= Al Ajeery calendar =

Al Ajeery Calendar or Ojairi Calendar, is a calendar prepared by the Kuwaiti scholar Saleh Al Ajeery, after whom it is named. The calendar began in 1952 and is still produced every year. Al Ajeery's first attempt to create a calendar began around 1934, but it was not a calendar in the conventional sense. It was merely handwritten tables showing the days of the week of the Arabic month. It was based on conventional calculations, considering lunar months to occur every 29-30 days. Then, he introduced the intercalation system, and then transferred the signs of the sun and the lunar phases and then the times from ancient calendars. Naturally, the information contained in it developed during that period and became more accurate. It was also issued in several types: wall calendars, table memos, office agendas, pocket diaries, and pocket calendars.

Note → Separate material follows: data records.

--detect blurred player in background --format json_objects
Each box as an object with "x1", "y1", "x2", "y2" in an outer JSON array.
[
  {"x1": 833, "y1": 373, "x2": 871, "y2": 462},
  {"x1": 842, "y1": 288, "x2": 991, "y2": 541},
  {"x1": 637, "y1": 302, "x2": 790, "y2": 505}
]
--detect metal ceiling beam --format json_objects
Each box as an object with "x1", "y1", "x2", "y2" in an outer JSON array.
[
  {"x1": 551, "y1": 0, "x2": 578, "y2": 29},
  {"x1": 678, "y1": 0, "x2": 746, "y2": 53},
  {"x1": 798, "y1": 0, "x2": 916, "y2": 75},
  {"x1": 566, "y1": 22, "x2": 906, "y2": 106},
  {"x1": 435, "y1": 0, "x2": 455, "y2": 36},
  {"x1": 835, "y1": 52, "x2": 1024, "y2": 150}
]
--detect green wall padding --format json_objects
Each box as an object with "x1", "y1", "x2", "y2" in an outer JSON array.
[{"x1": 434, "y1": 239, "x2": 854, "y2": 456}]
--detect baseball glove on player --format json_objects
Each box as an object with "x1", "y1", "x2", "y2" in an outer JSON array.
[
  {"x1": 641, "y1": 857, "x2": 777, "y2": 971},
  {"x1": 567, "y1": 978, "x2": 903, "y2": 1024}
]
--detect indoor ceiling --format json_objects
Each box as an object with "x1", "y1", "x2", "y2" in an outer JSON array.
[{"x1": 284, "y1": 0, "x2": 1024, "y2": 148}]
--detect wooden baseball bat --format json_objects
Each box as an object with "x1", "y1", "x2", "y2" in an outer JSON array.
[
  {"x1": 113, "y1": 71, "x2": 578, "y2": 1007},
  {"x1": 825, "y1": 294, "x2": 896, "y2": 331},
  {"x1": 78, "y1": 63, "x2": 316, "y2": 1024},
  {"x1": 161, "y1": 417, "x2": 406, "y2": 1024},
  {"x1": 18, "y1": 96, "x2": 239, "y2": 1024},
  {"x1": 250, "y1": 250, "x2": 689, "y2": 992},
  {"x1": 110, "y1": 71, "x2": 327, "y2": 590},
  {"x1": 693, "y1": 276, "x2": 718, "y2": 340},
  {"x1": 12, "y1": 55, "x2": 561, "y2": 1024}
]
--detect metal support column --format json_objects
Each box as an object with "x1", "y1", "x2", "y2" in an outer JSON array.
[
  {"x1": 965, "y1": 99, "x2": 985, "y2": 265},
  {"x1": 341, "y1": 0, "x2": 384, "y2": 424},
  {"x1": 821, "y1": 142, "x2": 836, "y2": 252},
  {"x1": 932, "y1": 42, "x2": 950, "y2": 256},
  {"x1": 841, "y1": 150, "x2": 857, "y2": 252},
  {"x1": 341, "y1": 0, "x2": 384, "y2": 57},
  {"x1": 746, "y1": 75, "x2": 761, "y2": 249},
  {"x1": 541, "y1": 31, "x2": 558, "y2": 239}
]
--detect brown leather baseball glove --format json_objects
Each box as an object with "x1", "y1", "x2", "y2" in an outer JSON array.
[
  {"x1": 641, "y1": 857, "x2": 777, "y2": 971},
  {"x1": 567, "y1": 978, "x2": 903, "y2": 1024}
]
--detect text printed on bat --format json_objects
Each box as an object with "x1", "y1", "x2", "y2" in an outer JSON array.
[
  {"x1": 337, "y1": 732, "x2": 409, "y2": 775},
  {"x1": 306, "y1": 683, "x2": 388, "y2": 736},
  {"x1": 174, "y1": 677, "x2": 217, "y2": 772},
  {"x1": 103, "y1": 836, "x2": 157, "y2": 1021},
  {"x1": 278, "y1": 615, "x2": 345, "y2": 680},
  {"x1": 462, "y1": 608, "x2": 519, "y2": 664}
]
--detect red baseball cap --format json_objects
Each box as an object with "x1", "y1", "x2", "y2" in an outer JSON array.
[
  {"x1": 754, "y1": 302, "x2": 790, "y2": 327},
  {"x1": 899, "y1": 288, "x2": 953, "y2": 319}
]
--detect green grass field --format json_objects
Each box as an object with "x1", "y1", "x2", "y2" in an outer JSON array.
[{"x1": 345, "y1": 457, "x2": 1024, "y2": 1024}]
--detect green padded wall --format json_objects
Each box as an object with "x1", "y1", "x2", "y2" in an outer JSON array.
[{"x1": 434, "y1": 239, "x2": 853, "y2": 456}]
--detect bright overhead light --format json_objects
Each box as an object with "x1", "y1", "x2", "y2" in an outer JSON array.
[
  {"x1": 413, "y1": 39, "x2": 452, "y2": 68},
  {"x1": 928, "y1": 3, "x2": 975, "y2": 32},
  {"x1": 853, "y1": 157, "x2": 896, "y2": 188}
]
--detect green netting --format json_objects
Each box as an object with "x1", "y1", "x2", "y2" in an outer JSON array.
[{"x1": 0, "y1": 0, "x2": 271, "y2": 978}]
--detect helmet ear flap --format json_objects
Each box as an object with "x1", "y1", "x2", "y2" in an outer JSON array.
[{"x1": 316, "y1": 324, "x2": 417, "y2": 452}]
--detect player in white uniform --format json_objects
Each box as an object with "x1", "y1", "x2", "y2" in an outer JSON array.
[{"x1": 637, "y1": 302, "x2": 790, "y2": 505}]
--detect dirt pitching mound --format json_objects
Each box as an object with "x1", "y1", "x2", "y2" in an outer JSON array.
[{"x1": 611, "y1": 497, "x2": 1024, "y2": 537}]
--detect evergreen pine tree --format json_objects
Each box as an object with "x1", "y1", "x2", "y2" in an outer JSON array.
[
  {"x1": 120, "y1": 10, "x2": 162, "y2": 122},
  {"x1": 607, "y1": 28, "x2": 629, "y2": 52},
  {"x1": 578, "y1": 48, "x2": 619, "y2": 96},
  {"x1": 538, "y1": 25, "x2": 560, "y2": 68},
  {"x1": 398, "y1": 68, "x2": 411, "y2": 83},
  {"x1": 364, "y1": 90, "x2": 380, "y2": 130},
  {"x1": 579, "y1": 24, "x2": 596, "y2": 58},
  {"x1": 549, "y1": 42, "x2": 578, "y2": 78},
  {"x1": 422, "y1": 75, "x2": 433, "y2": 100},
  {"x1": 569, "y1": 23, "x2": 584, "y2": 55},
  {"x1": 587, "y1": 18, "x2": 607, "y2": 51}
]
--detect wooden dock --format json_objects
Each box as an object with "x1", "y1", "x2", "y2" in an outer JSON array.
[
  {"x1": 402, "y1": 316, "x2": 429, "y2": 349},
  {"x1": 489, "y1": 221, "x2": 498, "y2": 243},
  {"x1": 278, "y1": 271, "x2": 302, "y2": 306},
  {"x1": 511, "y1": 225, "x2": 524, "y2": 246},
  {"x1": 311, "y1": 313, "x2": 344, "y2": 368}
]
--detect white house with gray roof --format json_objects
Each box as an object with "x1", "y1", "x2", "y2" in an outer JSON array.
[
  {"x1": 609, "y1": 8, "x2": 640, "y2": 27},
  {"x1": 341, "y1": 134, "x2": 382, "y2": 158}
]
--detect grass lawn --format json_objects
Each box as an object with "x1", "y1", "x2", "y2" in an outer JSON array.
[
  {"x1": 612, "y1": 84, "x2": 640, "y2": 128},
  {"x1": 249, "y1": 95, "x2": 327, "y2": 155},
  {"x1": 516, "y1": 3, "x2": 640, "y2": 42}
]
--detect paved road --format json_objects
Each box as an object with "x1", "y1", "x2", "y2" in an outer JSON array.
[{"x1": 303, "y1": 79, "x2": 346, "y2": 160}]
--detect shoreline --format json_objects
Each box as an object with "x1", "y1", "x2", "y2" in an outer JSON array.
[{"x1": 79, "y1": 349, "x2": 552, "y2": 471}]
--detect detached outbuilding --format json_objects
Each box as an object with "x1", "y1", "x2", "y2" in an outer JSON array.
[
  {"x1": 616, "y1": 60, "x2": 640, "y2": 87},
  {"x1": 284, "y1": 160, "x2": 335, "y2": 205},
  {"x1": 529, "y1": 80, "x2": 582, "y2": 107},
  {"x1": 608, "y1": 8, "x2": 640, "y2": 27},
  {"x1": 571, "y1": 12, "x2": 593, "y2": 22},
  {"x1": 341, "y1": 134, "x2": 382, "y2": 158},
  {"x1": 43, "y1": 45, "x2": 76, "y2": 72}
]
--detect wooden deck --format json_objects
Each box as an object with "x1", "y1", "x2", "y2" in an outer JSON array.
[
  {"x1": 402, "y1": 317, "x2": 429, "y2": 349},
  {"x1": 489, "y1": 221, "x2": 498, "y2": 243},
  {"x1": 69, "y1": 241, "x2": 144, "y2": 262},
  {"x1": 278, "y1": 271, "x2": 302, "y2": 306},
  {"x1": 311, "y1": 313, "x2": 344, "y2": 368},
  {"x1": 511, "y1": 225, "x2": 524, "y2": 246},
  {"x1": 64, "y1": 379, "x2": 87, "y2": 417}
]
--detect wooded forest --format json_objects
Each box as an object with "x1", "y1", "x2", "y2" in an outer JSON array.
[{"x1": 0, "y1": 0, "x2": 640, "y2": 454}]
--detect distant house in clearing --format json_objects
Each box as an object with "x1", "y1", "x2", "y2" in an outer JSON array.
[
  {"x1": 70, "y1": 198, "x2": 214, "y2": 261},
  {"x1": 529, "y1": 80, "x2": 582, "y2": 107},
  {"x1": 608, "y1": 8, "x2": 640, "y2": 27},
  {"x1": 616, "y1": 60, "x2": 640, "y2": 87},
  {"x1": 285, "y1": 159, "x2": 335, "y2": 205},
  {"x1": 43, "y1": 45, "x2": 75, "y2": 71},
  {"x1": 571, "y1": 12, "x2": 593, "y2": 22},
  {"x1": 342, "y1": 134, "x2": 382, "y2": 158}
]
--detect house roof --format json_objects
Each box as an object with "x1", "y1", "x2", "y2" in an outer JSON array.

Since 1951, Al Ajeery has printed the calendar in several countries, such as Kuwait, Syria (in Aleppo and Damascus), Egypt (in Cairo), Japan, Nablus (in Palestine), Lebanon (in Beirut), Iraq (in Baghdad), Pakistan, and Singapore. Kuwait has adopted the Al Ajeery calendar in its official transactions. Pursuant to a Cabinet decision in 2006, the Al Ajeery calendar became the official calendar of the country, with regard to calculating times, crescents, and astronomical phenomena.